Namun yang tidak akan terjadi adalah mereka mengendalikan Selat Hormuz dan memutuskan siapa yang boleh lewat dan siapa yang tidak, dan saya pikir dunia harus bersatu pada poin itu. Setiap negara di dunia harus menelepon Iran dan mengatakan: kalian tidak boleh melakukan ini, atau kami juga akan menindak kalian, karena yang pada dasarnya mereka katakan adalah mereka akan menyandera dunia. Kami akan melakukan semua yang sedang kami lakukan untuk menghukum mereka atas itu. Mereka akan membayar harga yang mahal.
Houthi di Yaman telah mengklaim tanggung jawab atas serangan terhadap kapal tanker minyak Saudi. Apa reaksi Anda terhadap itu?
Sekali lagi, ini bagian dari masalah yang sama. Houthi dalam banyak hal adalah proksi Iran. Mereka cerdas; mereka menjauh dari konflik ini dalam jangka waktu yang lama. Namun Iran menemukan cara untuk menyeret mereka masuk dengan melibatkan mereka dalam konflik yang diperbarui dengan Arab Saudi.
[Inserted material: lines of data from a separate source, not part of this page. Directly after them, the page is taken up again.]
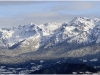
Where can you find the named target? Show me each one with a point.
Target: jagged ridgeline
(79, 38)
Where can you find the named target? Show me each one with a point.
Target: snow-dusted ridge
(30, 38)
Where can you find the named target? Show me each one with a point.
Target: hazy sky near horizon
(23, 12)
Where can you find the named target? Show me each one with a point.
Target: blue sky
(23, 12)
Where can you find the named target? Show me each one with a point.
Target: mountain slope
(30, 38)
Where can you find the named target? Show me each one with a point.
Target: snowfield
(79, 38)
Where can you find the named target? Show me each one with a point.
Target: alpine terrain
(75, 44)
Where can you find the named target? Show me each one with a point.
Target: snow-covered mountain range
(77, 41)
(79, 30)
(30, 38)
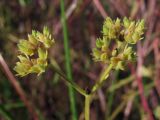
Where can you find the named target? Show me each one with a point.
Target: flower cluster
(115, 47)
(34, 53)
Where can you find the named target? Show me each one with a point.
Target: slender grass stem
(87, 107)
(68, 62)
(102, 78)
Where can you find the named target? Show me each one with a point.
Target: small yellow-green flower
(34, 53)
(115, 47)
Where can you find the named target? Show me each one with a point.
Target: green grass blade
(68, 61)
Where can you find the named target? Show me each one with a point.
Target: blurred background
(133, 94)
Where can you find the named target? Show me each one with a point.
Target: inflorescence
(115, 47)
(34, 53)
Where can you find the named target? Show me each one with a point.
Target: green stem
(68, 62)
(102, 78)
(87, 107)
(69, 82)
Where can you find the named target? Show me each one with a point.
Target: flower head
(115, 47)
(34, 53)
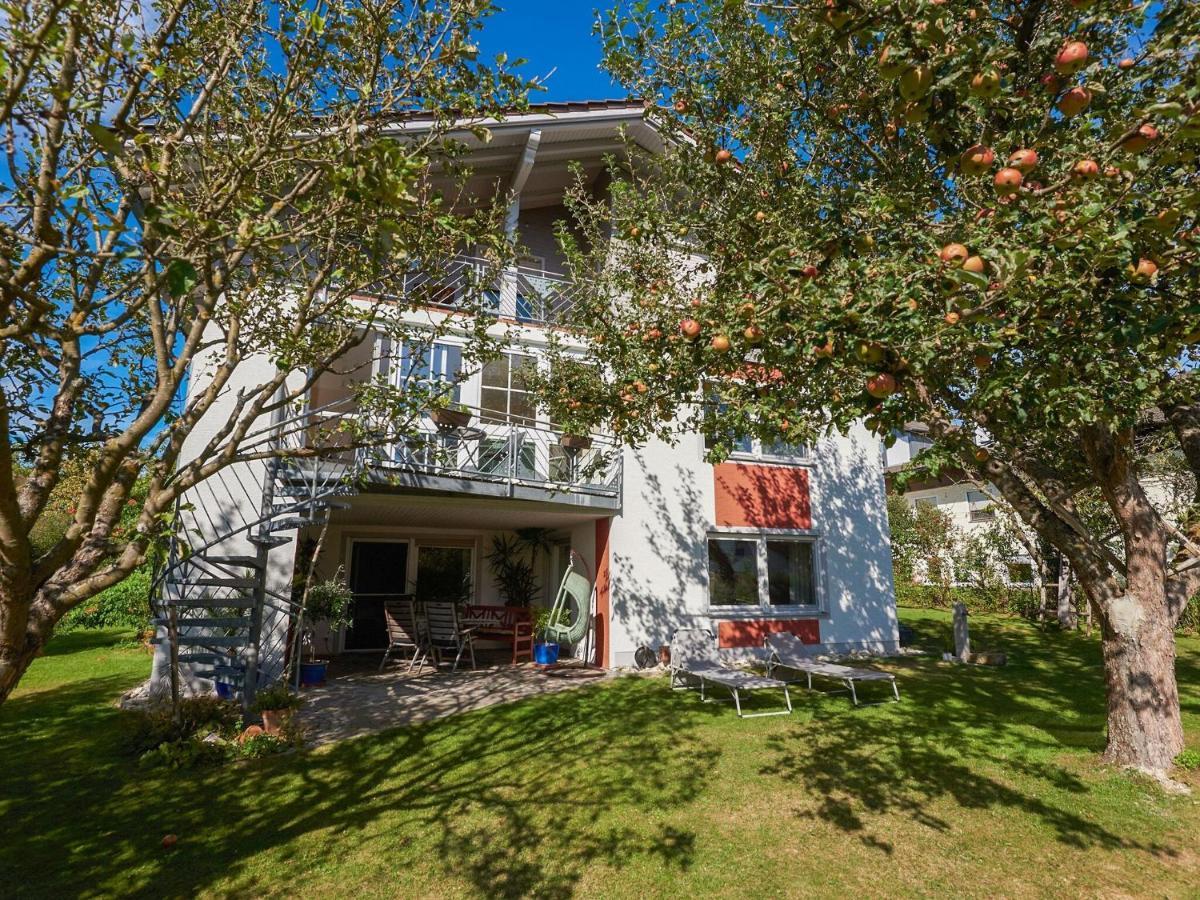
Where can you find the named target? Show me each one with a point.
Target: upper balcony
(472, 451)
(516, 293)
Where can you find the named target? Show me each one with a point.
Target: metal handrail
(474, 285)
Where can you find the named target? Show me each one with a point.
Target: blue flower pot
(545, 654)
(312, 673)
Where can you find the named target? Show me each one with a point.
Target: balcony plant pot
(545, 654)
(313, 672)
(447, 418)
(575, 442)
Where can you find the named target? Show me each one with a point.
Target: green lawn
(981, 783)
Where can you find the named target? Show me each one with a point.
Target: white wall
(660, 558)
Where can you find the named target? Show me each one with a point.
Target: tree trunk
(15, 659)
(1145, 729)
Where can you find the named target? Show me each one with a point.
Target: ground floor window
(763, 571)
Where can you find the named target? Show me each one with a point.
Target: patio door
(378, 573)
(444, 573)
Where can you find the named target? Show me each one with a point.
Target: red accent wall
(762, 496)
(604, 583)
(751, 633)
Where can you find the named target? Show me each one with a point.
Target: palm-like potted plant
(327, 603)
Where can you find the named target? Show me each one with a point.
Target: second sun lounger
(694, 655)
(789, 652)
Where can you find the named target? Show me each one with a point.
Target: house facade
(789, 538)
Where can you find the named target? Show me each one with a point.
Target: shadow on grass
(964, 738)
(516, 799)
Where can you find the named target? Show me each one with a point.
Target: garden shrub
(124, 605)
(1003, 599)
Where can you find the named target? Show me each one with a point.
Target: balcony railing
(517, 293)
(513, 457)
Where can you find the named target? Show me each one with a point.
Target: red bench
(511, 624)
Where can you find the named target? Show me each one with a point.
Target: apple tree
(977, 215)
(202, 180)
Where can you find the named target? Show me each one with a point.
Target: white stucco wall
(660, 558)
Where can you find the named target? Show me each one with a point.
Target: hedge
(124, 605)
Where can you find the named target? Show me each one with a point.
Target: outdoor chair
(403, 631)
(444, 633)
(789, 652)
(694, 655)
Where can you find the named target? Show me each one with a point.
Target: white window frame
(766, 610)
(981, 510)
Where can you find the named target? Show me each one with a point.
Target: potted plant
(450, 415)
(276, 705)
(330, 603)
(545, 653)
(575, 442)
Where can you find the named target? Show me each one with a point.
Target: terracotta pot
(450, 418)
(273, 720)
(575, 442)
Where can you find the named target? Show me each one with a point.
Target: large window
(981, 507)
(504, 396)
(761, 571)
(430, 364)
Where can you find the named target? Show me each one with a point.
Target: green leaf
(181, 277)
(107, 138)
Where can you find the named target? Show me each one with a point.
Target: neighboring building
(970, 507)
(775, 538)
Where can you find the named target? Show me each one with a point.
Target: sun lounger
(789, 652)
(694, 655)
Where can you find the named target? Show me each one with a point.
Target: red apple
(954, 255)
(1024, 160)
(1007, 181)
(1072, 58)
(1143, 271)
(882, 385)
(1074, 101)
(976, 160)
(985, 84)
(916, 82)
(1139, 141)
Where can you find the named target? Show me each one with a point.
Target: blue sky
(552, 34)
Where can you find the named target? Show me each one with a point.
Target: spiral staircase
(215, 615)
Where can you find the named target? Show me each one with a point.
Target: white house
(775, 538)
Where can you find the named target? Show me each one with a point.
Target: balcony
(483, 456)
(516, 293)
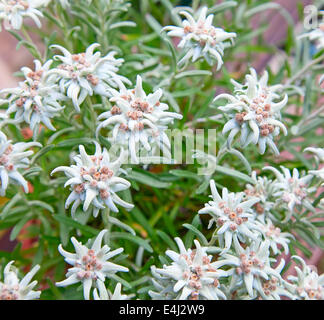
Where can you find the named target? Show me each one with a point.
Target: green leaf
(234, 173)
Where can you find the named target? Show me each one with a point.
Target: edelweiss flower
(138, 120)
(105, 294)
(316, 35)
(14, 289)
(275, 237)
(90, 266)
(94, 180)
(35, 100)
(13, 157)
(292, 191)
(12, 12)
(83, 74)
(251, 266)
(163, 287)
(233, 217)
(253, 112)
(192, 274)
(200, 38)
(319, 156)
(262, 189)
(307, 285)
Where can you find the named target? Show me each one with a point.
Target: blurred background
(11, 60)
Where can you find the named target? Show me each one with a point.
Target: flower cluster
(138, 121)
(251, 268)
(95, 180)
(13, 158)
(263, 189)
(200, 39)
(90, 265)
(192, 275)
(13, 12)
(105, 294)
(35, 100)
(14, 289)
(83, 74)
(254, 112)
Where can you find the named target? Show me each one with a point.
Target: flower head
(316, 35)
(307, 285)
(319, 156)
(233, 216)
(200, 39)
(13, 157)
(292, 190)
(14, 289)
(105, 294)
(138, 121)
(192, 274)
(90, 265)
(81, 75)
(95, 180)
(254, 112)
(12, 12)
(263, 189)
(35, 100)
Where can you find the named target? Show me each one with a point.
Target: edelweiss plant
(13, 158)
(83, 74)
(136, 104)
(36, 100)
(14, 289)
(254, 112)
(138, 121)
(200, 39)
(192, 275)
(94, 180)
(233, 217)
(90, 265)
(13, 12)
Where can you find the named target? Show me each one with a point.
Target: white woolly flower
(200, 39)
(316, 35)
(254, 112)
(90, 265)
(251, 267)
(263, 189)
(319, 156)
(138, 121)
(35, 100)
(307, 285)
(95, 180)
(192, 274)
(14, 289)
(13, 12)
(275, 237)
(13, 158)
(81, 75)
(292, 190)
(105, 294)
(232, 215)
Jika dipikirkan, hal itu tidak mengejutkan, karena itu taktik yang sama yang kita lihat dijalankan Iran.
Menurut saya, Houthi harus sadar bahwa mereka tidak seharusnya diseret ke dalam ini, bahwa hal itu bisa berujung pada kehancuran mereka, dan menemukan cara untuk melepaskan diri dari rencana Iran dalam urusan ini.
Sudah lima bulan sejak perang dengan Iran dimulai. Apakah Anda menyesal bahwa AS memulai perang ini?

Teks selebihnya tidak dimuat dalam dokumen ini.